There is both irony and poignancy in Bruno Jorge’s deep dive into the lives of the uncontacted Korubo people, a remote indigenous tribe living deep in the Amazon rainforest who have – remarkably – largely avoided contact with civilisation until now.
Symbol of struggle
The irony is that this is a film about making contact in order to save the Korubo from the dangers of disease, poaching, and illicit logging. From the threats posed by the encroachment of ‘civilisation’ and the white man.
The poignancy is that the Brazilian government expedition – organised in 2019 and the largest such foray into the world of the uncontacted tribes for decades – is led by Bruno Pereira, the man whose murder (along with British journalist Dom Phillips) in June 2022 by illegal fishermen, thrust his work into the limelight, making him in death an international symbol of the struggle for the forest and its peoples, which had been his life’s work.
Jorge, who won the jury award for best international documentary for The Invention of the Other at this year’s Docville festival, essentially allows his copious footage to tell the story of Pereira’s expedition in linear fashion, the narrative snaking along like the wild Amazonian rivers and verdant foliage their boats glide through as they approach tribal lands far inland close to the tri-country border of Brazil, Peru and Colombia.
The irony is that this is a film about making contact in order to save the Korubo from the dangers of disease, poaching, and illicit logging.
Both joker and sage
The story pivots around the expedition’s Korubo guide Txitxopi, a fierce and able warrior who killed five men from an enemy tribe in one confrontation – at least by his own (extremely dramatic and dramatised) account. Txitxopi is part of a group of Korubo who became separated from the rest of their community in 2015 after a conflict with a neighbouring tribe, the Matis. The key aims of the expedition are to pacify relations between the Korubo and Matis, contact the remaining Korubo and conduct medical monitoring and minor treatments. By contacting the Korubo, the expedition also hopes to reassure them that their rights are protected and prevent further encroachment by definitively identifying their lands.
Txitxopi is both joker and sage. Often carrying a worried frown on his forehead, he is as anxious – if not more – than Pereira about the expedition. Fearing that he may not find his community or that he will discover they have been killed by the Matis (like his mother and son in the past), his bravado and accounts of how he is able to kill a man with one swipe of his wooden pole, seem designed to keep his dark thoughts at bay.
For viewers more used to understanding the dynamics of remote tribes through Hollywood blockbusters such as Avatar, the violence of everyday life for the Korubo may come as a surprise. These are people who are used to life and death in the raw environment of the Amazon, where hunting their prey and killing their enemy are done with equanimity. The camerawork undermines this: close-ups of monkeys being skinned before their bodies, tails cut off, pale white skin and tiny forms uncomfortably similar to the form of a sickly human child are roasted over an open fire. When the remaining Korubo – a group of 34 (20 children and 14 adults aged 17-48) – are found, we observe small children carrying tiny baby monkeys around their necks as pets. What happened to their monkey parents? The question is left moot.
More questions than answers
The Invention of the Other is a film best allowed to flow over the viewer; there are more questions than answers here. How do these people live? How have they avoided contact with the rest of the world into the second decade of the 21st century? What awaits them now that they have made contact? What do they carry in their small ‘backpacks’ – an assembly that looks as if it is made up of a couple of large nuts and a pouch containing… what exactly?

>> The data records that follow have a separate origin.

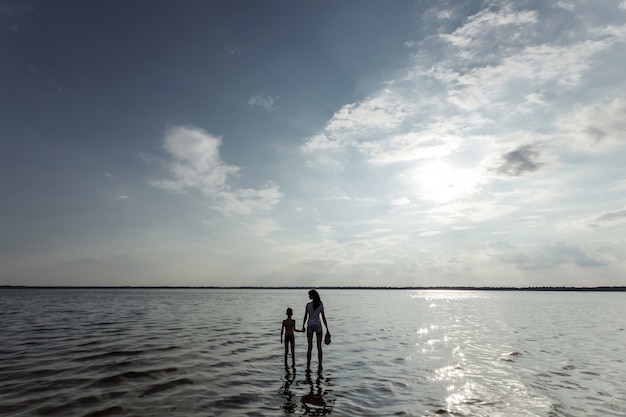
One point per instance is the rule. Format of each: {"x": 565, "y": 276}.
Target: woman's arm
{"x": 306, "y": 314}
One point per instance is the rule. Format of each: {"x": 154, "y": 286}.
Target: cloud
{"x": 598, "y": 127}
{"x": 524, "y": 159}
{"x": 195, "y": 163}
{"x": 544, "y": 256}
{"x": 264, "y": 101}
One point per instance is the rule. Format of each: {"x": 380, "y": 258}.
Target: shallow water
{"x": 142, "y": 352}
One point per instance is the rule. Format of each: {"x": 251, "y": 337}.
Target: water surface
{"x": 191, "y": 352}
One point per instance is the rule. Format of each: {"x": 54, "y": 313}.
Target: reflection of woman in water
{"x": 313, "y": 310}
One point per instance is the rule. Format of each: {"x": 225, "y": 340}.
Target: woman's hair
{"x": 316, "y": 298}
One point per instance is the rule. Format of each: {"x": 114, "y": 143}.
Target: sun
{"x": 439, "y": 182}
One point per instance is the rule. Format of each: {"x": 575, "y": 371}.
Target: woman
{"x": 313, "y": 310}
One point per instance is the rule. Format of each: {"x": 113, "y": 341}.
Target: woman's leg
{"x": 319, "y": 349}
{"x": 309, "y": 337}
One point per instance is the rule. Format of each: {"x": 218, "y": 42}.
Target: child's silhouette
{"x": 289, "y": 327}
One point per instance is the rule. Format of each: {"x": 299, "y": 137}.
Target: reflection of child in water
{"x": 289, "y": 326}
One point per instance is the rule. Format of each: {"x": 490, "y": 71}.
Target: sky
{"x": 313, "y": 143}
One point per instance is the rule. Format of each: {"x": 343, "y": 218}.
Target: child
{"x": 289, "y": 326}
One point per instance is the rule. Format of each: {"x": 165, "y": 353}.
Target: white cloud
{"x": 264, "y": 101}
{"x": 195, "y": 164}
{"x": 598, "y": 127}
{"x": 195, "y": 161}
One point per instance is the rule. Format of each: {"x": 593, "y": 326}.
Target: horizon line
{"x": 452, "y": 288}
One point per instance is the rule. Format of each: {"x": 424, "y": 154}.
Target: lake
{"x": 217, "y": 352}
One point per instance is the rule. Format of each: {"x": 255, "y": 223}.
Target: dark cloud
{"x": 520, "y": 161}
{"x": 545, "y": 256}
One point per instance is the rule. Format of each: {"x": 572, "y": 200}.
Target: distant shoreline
{"x": 441, "y": 288}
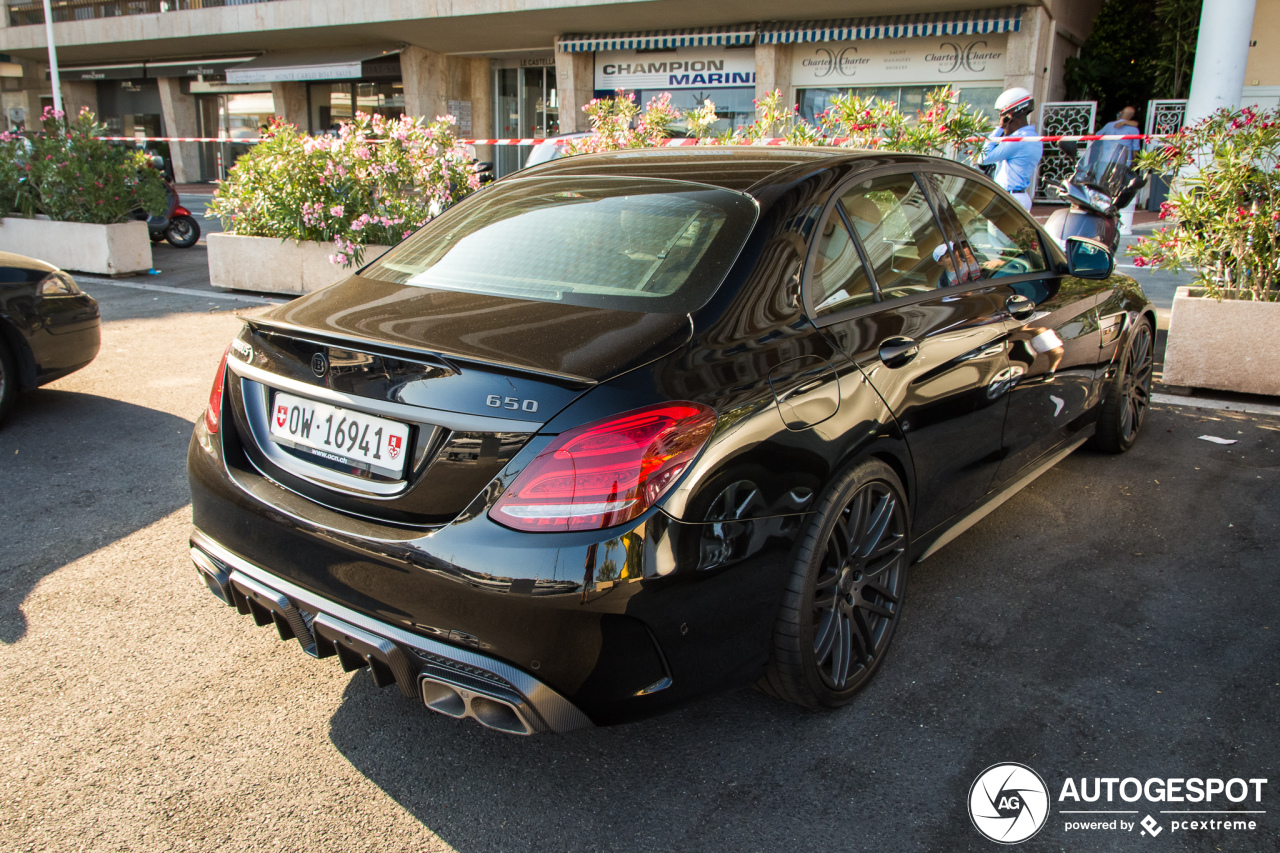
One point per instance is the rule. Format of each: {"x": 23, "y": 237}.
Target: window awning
{"x": 321, "y": 63}
{"x": 659, "y": 39}
{"x": 942, "y": 23}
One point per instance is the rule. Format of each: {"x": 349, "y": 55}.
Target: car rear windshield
{"x": 626, "y": 243}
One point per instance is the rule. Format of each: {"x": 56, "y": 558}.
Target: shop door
{"x": 206, "y": 119}
{"x": 526, "y": 106}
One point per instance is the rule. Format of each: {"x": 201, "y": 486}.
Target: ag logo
{"x": 1009, "y": 803}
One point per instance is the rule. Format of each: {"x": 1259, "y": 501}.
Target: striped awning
{"x": 659, "y": 39}
{"x": 941, "y": 23}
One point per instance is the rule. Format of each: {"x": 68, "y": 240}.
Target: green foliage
{"x": 944, "y": 128}
{"x": 617, "y": 123}
{"x": 1178, "y": 22}
{"x": 68, "y": 174}
{"x": 1225, "y": 206}
{"x": 1116, "y": 65}
{"x": 374, "y": 183}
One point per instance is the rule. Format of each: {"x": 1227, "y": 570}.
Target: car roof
{"x": 744, "y": 168}
{"x": 22, "y": 261}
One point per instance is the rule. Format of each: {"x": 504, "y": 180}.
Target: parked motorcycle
{"x": 1102, "y": 185}
{"x": 177, "y": 226}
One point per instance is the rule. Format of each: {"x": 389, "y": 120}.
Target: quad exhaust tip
{"x": 460, "y": 702}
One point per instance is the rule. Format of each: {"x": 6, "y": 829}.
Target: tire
{"x": 182, "y": 232}
{"x": 1129, "y": 395}
{"x": 845, "y": 593}
{"x": 8, "y": 382}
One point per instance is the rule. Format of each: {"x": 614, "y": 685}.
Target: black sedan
{"x": 626, "y": 429}
{"x": 48, "y": 327}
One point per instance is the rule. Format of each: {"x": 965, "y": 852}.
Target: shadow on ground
{"x": 1115, "y": 619}
{"x": 53, "y": 446}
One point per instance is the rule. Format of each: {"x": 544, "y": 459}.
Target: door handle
{"x": 897, "y": 351}
{"x": 1019, "y": 306}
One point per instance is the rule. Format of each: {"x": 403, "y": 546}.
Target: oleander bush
{"x": 1224, "y": 209}
{"x": 374, "y": 183}
{"x": 68, "y": 174}
{"x": 945, "y": 127}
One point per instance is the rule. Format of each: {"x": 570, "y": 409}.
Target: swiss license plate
{"x": 342, "y": 436}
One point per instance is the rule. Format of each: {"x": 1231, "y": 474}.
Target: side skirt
{"x": 1000, "y": 497}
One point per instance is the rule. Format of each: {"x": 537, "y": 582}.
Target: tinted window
{"x": 839, "y": 278}
{"x": 899, "y": 235}
{"x": 631, "y": 243}
{"x": 1000, "y": 237}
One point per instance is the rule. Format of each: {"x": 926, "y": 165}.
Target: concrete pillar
{"x": 289, "y": 101}
{"x": 78, "y": 94}
{"x": 1221, "y": 51}
{"x": 1028, "y": 51}
{"x": 575, "y": 82}
{"x": 773, "y": 71}
{"x": 425, "y": 82}
{"x": 481, "y": 99}
{"x": 178, "y": 112}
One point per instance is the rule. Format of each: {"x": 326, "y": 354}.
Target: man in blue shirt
{"x": 1125, "y": 126}
{"x": 1015, "y": 162}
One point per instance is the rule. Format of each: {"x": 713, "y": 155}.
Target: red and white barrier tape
{"x": 837, "y": 140}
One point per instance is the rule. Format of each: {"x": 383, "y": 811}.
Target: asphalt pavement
{"x": 1116, "y": 619}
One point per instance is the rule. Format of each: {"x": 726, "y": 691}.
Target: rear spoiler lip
{"x": 435, "y": 355}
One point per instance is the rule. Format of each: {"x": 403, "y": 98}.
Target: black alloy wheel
{"x": 1129, "y": 396}
{"x": 846, "y": 592}
{"x": 182, "y": 232}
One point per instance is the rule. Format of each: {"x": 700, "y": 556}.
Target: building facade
{"x": 506, "y": 68}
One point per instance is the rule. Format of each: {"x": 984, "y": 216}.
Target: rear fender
{"x": 18, "y": 346}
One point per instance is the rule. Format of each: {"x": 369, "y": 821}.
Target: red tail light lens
{"x": 606, "y": 473}
{"x": 215, "y": 396}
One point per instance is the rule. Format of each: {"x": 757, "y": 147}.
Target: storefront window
{"x": 909, "y": 99}
{"x": 526, "y": 105}
{"x": 734, "y": 106}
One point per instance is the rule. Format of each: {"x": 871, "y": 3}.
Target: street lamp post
{"x": 53, "y": 58}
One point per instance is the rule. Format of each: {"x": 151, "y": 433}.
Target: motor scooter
{"x": 1102, "y": 185}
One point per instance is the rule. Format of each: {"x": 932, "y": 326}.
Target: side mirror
{"x": 1088, "y": 258}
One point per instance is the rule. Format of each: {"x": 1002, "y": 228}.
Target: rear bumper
{"x": 622, "y": 624}
{"x": 451, "y": 680}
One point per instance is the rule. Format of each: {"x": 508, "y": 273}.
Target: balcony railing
{"x": 33, "y": 13}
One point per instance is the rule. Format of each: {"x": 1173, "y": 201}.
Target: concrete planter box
{"x": 273, "y": 265}
{"x": 110, "y": 250}
{"x": 1228, "y": 345}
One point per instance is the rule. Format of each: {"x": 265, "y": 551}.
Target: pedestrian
{"x": 1015, "y": 162}
{"x": 1124, "y": 124}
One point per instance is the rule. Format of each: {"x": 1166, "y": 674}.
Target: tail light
{"x": 606, "y": 473}
{"x": 215, "y": 396}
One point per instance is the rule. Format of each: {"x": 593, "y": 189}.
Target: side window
{"x": 1000, "y": 237}
{"x": 839, "y": 278}
{"x": 900, "y": 236}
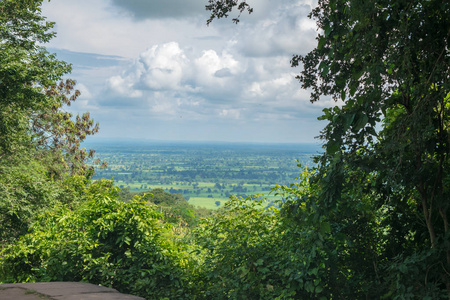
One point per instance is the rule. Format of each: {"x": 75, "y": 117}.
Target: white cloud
{"x": 148, "y": 69}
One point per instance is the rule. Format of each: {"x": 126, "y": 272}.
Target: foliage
{"x": 221, "y": 9}
{"x": 382, "y": 182}
{"x": 40, "y": 152}
{"x": 103, "y": 241}
{"x": 251, "y": 252}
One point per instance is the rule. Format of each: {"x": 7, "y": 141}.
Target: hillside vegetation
{"x": 369, "y": 222}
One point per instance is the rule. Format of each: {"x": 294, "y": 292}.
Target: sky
{"x": 153, "y": 69}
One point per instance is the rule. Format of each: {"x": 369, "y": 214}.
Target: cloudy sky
{"x": 153, "y": 69}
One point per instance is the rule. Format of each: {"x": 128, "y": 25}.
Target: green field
{"x": 203, "y": 173}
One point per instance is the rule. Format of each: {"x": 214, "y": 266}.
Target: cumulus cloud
{"x": 143, "y": 9}
{"x": 286, "y": 32}
{"x": 157, "y": 67}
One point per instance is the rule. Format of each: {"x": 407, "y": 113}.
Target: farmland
{"x": 206, "y": 174}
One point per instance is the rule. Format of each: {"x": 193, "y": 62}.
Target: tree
{"x": 387, "y": 143}
{"x": 103, "y": 241}
{"x": 39, "y": 141}
{"x": 33, "y": 92}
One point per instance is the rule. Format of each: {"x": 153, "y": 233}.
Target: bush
{"x": 103, "y": 241}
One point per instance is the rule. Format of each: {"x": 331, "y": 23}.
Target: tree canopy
{"x": 386, "y": 159}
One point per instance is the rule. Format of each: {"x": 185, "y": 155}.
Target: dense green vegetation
{"x": 202, "y": 172}
{"x": 369, "y": 222}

What is the meaning of the ritual dance conducted when the white men and their helpers meet the uncontacted? Why is it that these people who – apparently – know little or nothing of the white man and his ways are apparently unconcerned about their equipment, cameras, and guns? Txitxopi – still on a high after meeting long-lost brothers, hugging and stroking them, combing their hair (another habit we are offered no insights into) – tells his tribe not to worry about the cameras; they simply capture images. Later, we see the men, women and children laughing as they watch themselves on a video playback monitor.
Medical inspections are carried out, and a helicopter flies in with supplies (medicines?) at the end of the 32-day-long expedition. We leave the Korubo now in a lesser state of innocence than before – if we can presume earlier innocence.
The Invention of the Other makes a large claim by its title; the film does not really provide an answer to the implicit question; but as a record of the prosaic process of meeting people who have lived entirely within their own primordial universe until that day of contact, it is a beguiling experience.